By Ana Fuentes in New York, and Julia Pastor in Madrid | Right before the three crucial meetings (Eurogroup, Ecofin and European Council) that will take place in the next 10 days, the Spanish government is deploying its best arguments in order to regain markets’ trust. Rajoy’s economic team, the Finance minister Luis de Guindos (left) as well as Cristóbal Montoro, minister of the Treasury, appear in the weekend edition of two of the most influential financial dailys of the world, Wall Street Journal and Financial Times Deutschland.
In a commentary for the Wall Street Journal, Spain’s finance minister, Luis de Guindos has presented the government’s plan for reviving Spain.
Mr De Guindos, who qualifies the current situation of outrageous, insists that the Spanish authorities know which measures need to be urgently adopted to generate stable employment and sustainable growth.
“The Spanish parliament was among the first in Europe to introduce a constitutional change to limit budget deficits (…) A law enforcing this principle will be enacted before March 31. This law will set expenditure ceilings for all public entities, including the Estate Administration, the Autonomous Regions and major city halls. The entire public sector will not be allowed to run structural deficits of more than 0.4% of GDP or accrue debt of more than 60% of GDP. Spain will therefore be among the first EU members to introduce in its domestic legal framework the economic governance agreements just reached at the EU.”, he writes.
Mr De Guindos points out some of the reforms needed: first, the implementation of a new framework suitable for small and medium enterprises (80% of total employment in Spain). Second, to simplify working contracts from 40 to two types and to put labor-market policies in place that foster productivity and innovation.
His article gave rise to a debate among foreign and Spanish netizens:
“Rarely is the solution within the hands of government. Mostly, the people must solve the problems: the government just has to get out of the way and let them. Spain is a wonderful country with a very positive and professional people. I hope there are enough smart people in your country to come up with all the new business ideas and technologies it will take to re-employ all those people,” writes Kevin Alexanderman.

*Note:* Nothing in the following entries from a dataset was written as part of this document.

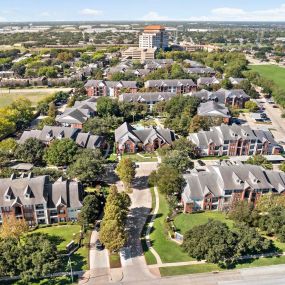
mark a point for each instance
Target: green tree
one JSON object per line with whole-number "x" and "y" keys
{"x": 61, "y": 152}
{"x": 31, "y": 151}
{"x": 90, "y": 210}
{"x": 178, "y": 160}
{"x": 212, "y": 241}
{"x": 107, "y": 107}
{"x": 126, "y": 171}
{"x": 259, "y": 160}
{"x": 169, "y": 181}
{"x": 251, "y": 106}
{"x": 88, "y": 166}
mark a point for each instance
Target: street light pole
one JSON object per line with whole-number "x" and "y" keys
{"x": 71, "y": 273}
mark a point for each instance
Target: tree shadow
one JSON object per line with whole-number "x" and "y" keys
{"x": 140, "y": 183}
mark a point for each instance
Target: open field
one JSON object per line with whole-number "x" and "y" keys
{"x": 33, "y": 94}
{"x": 272, "y": 72}
{"x": 210, "y": 267}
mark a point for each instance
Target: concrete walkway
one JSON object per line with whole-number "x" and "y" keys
{"x": 132, "y": 258}
{"x": 150, "y": 226}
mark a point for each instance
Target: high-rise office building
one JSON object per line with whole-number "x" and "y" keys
{"x": 154, "y": 36}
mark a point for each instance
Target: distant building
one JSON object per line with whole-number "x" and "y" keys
{"x": 50, "y": 133}
{"x": 76, "y": 116}
{"x": 207, "y": 81}
{"x": 215, "y": 110}
{"x": 221, "y": 186}
{"x": 131, "y": 140}
{"x": 178, "y": 86}
{"x": 138, "y": 53}
{"x": 109, "y": 88}
{"x": 40, "y": 201}
{"x": 234, "y": 140}
{"x": 235, "y": 97}
{"x": 154, "y": 36}
{"x": 149, "y": 98}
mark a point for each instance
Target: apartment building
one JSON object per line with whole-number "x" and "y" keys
{"x": 234, "y": 140}
{"x": 178, "y": 86}
{"x": 40, "y": 201}
{"x": 76, "y": 116}
{"x": 235, "y": 97}
{"x": 109, "y": 88}
{"x": 154, "y": 36}
{"x": 138, "y": 53}
{"x": 50, "y": 133}
{"x": 219, "y": 187}
{"x": 149, "y": 98}
{"x": 130, "y": 140}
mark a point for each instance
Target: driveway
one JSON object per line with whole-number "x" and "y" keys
{"x": 99, "y": 271}
{"x": 132, "y": 258}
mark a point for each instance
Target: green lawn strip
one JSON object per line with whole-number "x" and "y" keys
{"x": 115, "y": 261}
{"x": 210, "y": 267}
{"x": 185, "y": 222}
{"x": 62, "y": 280}
{"x": 168, "y": 250}
{"x": 272, "y": 72}
{"x": 6, "y": 99}
{"x": 214, "y": 157}
{"x": 149, "y": 257}
{"x": 138, "y": 158}
{"x": 62, "y": 235}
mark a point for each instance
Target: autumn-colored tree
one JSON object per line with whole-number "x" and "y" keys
{"x": 13, "y": 227}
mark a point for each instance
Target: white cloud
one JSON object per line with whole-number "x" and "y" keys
{"x": 91, "y": 12}
{"x": 45, "y": 14}
{"x": 237, "y": 14}
{"x": 154, "y": 16}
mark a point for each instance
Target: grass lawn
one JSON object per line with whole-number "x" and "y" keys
{"x": 6, "y": 99}
{"x": 210, "y": 267}
{"x": 185, "y": 222}
{"x": 62, "y": 235}
{"x": 168, "y": 250}
{"x": 115, "y": 261}
{"x": 214, "y": 157}
{"x": 141, "y": 157}
{"x": 272, "y": 72}
{"x": 63, "y": 280}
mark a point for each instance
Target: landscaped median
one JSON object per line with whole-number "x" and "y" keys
{"x": 177, "y": 262}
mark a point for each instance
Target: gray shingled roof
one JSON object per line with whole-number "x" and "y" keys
{"x": 146, "y": 97}
{"x": 213, "y": 109}
{"x": 217, "y": 179}
{"x": 169, "y": 82}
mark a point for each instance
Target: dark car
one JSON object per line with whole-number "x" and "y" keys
{"x": 97, "y": 226}
{"x": 99, "y": 245}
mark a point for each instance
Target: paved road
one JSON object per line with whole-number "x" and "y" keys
{"x": 99, "y": 264}
{"x": 33, "y": 90}
{"x": 132, "y": 258}
{"x": 271, "y": 275}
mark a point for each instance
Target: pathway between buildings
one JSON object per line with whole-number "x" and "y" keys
{"x": 132, "y": 257}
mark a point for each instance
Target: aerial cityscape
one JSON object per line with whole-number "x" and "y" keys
{"x": 142, "y": 142}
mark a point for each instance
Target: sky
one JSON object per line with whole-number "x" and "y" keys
{"x": 141, "y": 10}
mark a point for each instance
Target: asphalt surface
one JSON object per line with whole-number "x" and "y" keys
{"x": 271, "y": 275}
{"x": 132, "y": 258}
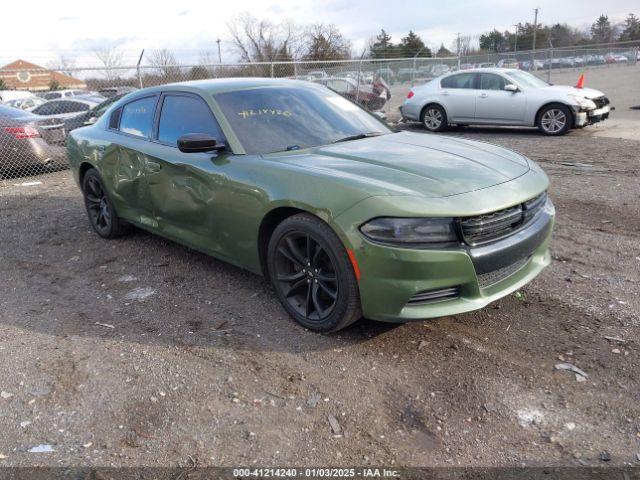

“Your measures will help free up labor market inefficiencies and prevent the competitiveness gap that has emerged from getting worse – but they don’t do much to improve it. What is needed to combat this is more substantial cuts in the role of government and public spending levels at the same time as tax cuts for the private sector, especially tax cuts for the capital investment that will be needed to boost your labor productivity,” says another reader who signs Mark Boucher.
The Spanish government certainly had a plan to have its voice heard in the main financial media, as Mr Montoro gave an exclusive interview to the Financial Times Deutschland to say that Spain may miss its deficit goal of 4.4 percent).
The German newspaper headline was ‘The new conservative Spanish government doubts it can achieve the 4.4% deficit target fixed by the EU for 2012’. Then, in his statements, Montoro says that
“it would be desirable and good for Spain reaching the deficit target […] Firstly, we must wait for the next EU growth forecast since the target is based on the 2.3% outdated growth prospect of the former Socialist government […] This will be a difficult year, anyway, an excepcional one.” Finally, from the European partners, the ministry does not expect “any help” but some “sensibility” towards Spains’ difficult times.
Both the FTD and WSJ have published information about Spain and other Eurozone countries that many experts regard as not accurate or biased. The WSJ said once that many Eurozone countries were preparing to return to their old currencies. In a video report published in their website in April 2010, a financial guru depicted Spain as ‘the Lehman Brothers of Europe,‘ a country which
“exemplifies the European dream” because of its “prosperous life buoyed by a generous welfare state,” a country used to “fiesta and dance.”
Meanwhile, the Spanish media analysed both politicians’ comments from very different angles, some absolutely conflicting. El Mundo believes that
“the two-headed economic machine of the government has given a malformed criature due to the contrast between Montoro’s statements in Financial Times Deutschland and Luis de Guindos’ words in The Wall Street Journal. Investors that both are seeking to attract may not understand anything.”
In opinion of the digital Capital Madrid,
“both ministries’ messages are complementary and coincide on the fact that correcting the deficit is not only a question of austerity, but also there must be some hope of light at the end of the adjustment tunnel.”